Hace unos días salió una historia que para mi concepto esta mal contada, o tiene algunas omisiones. Se habla de abuso sexual en donde se ven involucradas personas quienes son mal llamados “Gente bien”, como si un carro ultimo modelo, una cuenta en donde los ceros a la derecha son interminables, o por una visa Gold definieran la honradez, decencia de la gente. Hay una historia donde ciertas piezas no encajan, donde todo parece sacado de una mente morbosa de cine XXX que estaba aburrido sin saber que escribir, y los mas creativos le ponen su propio sazón que hacen de esta historia algo atractivo para nuestros oídos, y así la historia va tomando una forma pintoresca como sacado de Macondo. Pero supongamos que la historia este bien contada.

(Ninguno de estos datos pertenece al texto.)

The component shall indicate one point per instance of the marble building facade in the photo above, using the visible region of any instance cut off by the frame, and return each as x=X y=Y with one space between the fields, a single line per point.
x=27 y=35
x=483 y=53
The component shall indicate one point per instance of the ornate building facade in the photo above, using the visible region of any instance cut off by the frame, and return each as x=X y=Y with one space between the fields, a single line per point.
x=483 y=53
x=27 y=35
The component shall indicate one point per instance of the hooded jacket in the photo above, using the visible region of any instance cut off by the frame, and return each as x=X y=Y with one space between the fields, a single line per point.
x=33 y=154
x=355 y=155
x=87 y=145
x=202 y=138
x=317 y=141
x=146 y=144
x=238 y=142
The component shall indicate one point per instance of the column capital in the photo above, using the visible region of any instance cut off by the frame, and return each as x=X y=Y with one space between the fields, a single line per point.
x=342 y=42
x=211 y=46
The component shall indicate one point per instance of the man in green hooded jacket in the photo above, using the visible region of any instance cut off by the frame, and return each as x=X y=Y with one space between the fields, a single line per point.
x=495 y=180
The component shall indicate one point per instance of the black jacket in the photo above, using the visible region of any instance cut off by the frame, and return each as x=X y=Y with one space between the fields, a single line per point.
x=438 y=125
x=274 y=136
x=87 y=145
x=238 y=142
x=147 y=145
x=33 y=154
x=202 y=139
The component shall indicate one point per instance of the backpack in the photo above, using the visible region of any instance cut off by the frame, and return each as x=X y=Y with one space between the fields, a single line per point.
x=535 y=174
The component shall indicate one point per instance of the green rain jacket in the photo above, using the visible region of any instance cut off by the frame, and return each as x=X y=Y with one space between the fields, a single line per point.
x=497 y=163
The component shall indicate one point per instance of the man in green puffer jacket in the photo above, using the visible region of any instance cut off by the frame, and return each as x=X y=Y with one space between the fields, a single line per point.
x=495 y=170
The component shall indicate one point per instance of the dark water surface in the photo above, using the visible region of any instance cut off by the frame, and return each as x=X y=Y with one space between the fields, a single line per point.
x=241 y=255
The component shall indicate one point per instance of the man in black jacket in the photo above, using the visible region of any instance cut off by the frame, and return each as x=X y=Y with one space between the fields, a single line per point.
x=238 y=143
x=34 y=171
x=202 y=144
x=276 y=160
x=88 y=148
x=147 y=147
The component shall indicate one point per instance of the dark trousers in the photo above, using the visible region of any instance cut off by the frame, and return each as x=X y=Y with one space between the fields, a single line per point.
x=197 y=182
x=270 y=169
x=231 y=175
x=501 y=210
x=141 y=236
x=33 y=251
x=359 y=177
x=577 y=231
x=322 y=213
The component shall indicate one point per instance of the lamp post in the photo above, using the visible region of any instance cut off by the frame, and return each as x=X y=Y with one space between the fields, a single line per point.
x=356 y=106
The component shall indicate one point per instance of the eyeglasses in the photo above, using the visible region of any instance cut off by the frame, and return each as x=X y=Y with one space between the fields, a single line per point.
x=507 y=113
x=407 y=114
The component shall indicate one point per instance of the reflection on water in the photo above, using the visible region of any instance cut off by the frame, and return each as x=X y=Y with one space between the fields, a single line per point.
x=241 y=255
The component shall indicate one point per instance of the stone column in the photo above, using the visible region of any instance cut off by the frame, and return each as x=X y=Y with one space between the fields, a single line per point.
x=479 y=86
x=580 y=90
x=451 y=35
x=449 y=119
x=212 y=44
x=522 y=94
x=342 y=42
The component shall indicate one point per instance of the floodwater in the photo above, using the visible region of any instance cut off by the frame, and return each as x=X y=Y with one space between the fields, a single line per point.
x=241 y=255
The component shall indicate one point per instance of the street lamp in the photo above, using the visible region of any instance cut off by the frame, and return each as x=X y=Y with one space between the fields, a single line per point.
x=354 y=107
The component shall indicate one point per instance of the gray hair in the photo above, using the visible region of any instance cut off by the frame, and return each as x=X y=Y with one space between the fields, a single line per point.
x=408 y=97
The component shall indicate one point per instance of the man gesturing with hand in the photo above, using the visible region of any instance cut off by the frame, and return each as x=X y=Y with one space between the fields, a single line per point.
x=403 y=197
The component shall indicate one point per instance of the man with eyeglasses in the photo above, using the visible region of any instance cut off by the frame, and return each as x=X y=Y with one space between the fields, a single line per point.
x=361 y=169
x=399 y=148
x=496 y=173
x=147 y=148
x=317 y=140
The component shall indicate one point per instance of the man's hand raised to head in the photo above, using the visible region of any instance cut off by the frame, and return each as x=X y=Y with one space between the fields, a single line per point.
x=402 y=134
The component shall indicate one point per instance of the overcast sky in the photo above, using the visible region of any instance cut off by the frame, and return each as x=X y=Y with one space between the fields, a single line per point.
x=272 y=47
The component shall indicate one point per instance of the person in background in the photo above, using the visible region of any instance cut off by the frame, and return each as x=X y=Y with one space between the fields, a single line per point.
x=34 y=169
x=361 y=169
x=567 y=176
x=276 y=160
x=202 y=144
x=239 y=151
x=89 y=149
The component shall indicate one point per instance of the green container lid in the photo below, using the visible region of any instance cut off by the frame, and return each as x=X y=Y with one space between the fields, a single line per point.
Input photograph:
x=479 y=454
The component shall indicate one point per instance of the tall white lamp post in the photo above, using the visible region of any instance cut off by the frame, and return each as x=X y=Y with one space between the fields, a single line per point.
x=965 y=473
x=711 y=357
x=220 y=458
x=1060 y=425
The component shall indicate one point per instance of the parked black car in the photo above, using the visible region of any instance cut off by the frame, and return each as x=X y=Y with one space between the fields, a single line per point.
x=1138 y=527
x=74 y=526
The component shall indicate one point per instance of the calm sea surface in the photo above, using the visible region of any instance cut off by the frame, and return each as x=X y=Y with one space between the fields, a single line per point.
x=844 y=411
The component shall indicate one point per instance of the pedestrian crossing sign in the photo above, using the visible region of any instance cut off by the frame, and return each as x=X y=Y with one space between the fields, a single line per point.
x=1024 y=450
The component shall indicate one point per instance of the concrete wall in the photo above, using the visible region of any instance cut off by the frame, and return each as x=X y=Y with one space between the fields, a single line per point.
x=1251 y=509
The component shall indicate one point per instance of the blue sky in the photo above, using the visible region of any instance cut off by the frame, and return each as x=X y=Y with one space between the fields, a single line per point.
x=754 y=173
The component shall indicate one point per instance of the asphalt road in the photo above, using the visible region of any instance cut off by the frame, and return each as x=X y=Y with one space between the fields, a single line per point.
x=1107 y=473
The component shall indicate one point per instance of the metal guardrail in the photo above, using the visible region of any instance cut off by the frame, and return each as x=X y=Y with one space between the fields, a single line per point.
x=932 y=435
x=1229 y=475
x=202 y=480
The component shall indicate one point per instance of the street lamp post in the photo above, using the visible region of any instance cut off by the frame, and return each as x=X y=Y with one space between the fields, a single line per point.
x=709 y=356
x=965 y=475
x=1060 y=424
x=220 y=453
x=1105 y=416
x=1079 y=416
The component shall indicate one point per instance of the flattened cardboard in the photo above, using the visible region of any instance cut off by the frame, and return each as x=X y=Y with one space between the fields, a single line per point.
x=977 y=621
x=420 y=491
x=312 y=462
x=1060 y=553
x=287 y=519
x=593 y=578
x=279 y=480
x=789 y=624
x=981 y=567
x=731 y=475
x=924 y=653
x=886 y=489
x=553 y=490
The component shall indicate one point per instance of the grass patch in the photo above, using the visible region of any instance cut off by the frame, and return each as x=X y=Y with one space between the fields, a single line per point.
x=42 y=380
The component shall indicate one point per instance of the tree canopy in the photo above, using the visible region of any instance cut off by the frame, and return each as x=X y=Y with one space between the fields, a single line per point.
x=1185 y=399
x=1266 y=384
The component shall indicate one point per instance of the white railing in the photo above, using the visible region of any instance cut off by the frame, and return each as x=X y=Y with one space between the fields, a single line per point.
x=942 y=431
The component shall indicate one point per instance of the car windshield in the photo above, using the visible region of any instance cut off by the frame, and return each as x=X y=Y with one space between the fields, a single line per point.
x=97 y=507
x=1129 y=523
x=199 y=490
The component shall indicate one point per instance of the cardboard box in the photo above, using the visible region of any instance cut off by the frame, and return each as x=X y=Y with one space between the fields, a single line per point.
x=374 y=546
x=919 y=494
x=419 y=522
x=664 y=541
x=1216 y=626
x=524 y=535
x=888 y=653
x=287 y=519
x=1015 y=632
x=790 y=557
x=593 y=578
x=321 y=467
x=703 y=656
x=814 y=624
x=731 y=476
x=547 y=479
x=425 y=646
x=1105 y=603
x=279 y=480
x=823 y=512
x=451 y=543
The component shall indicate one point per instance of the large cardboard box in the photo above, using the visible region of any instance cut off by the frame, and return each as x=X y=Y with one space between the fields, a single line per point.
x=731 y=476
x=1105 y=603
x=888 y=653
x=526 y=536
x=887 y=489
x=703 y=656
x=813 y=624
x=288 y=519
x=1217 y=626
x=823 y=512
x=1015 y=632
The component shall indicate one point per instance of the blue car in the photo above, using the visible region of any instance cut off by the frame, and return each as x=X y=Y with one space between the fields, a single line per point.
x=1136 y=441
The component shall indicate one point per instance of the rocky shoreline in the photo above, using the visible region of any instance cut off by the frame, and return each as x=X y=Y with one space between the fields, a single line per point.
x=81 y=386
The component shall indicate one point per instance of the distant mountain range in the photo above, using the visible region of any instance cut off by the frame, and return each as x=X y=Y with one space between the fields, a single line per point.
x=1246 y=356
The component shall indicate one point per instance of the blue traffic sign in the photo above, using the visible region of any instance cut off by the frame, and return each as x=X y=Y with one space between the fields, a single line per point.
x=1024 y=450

Esos especímenes que se autodenominan “Gente Bien” son un reflejo de los ejemplos que han visto en sus respectivos hogares, porque si un joven bien nacido que por X o Y cometa una falta, no tendrá el apoyo o complicidad de sus padres, sino que ellos mismos dejaran que la justicia actúe porque saben que la mínima señal de complicidad traerá graves consecuencias para sus hijos. Pero seamos francos, un joven bien nacido antepondrá a sus impulsos sexuales los valores recibidos por sus padres, protegiendo el buen nombre de la familia. Cualquiera de los jovenes implicados en semejante atrocidad, no tienen valor alguno que anteponer, así es que como si se tratasen de animales sin domesticar, se dejan guiar de una forma descontrolada por sus instintos mas bajos, porque solo piensan con el bulto que cargan en la entrepierna, y como no hay una autoridad que les ponga freno, mas adelante no solo violan, pueden llegar a crímenes aun mas violentos hasta convertirse en verdaderos depredadores, y entonces, ya veremos a una madre acongojada o a un padre angustiado porque su hijo ha perdido los estribos o porque su hijo cayo preso, y es cuando ese padre o esa madre piden compasión hacia un hijo que ha sido fotografía fiel de las lecciones aprendidas en el hogar, se vuelven tan culpables como lo son ellos.
Y es que lo que uno ve en el hogar es lo que se aplica por fuera, ¿entonces que clase de padres son esos? Porque es que no es solo darles todo en bandeja de plata, cumpliendo con sus caprichos momentáneos solo para verles una sonrisa de satisfacción. Ademas esta aquello que no se ve, pero que se traspasa a través de generaciones, los valores, el respeto, la decencia, la rectitud en sus actos, hacer lo correcto, diferenciar entre lo que esta mal y lo que esta bien, que conocieran de limites, pero un joven de estos que tienen todo con solo abrir la boca, ¿que limites pueden conocer? ¿Que moral, que decencia pudieron obtener? Un joven que teniendo madre y abusa a una chica, descarada, dicho sea de paso, con un alto calibre de alcohol en la sangre, que respeto puede tener hacia el genero femenino. Unos padres, que mas que eso parecen una maquina de cumplir deseos, pierden toda autoridad para protestar sobre el comportamiento inapropiado de sus hijos.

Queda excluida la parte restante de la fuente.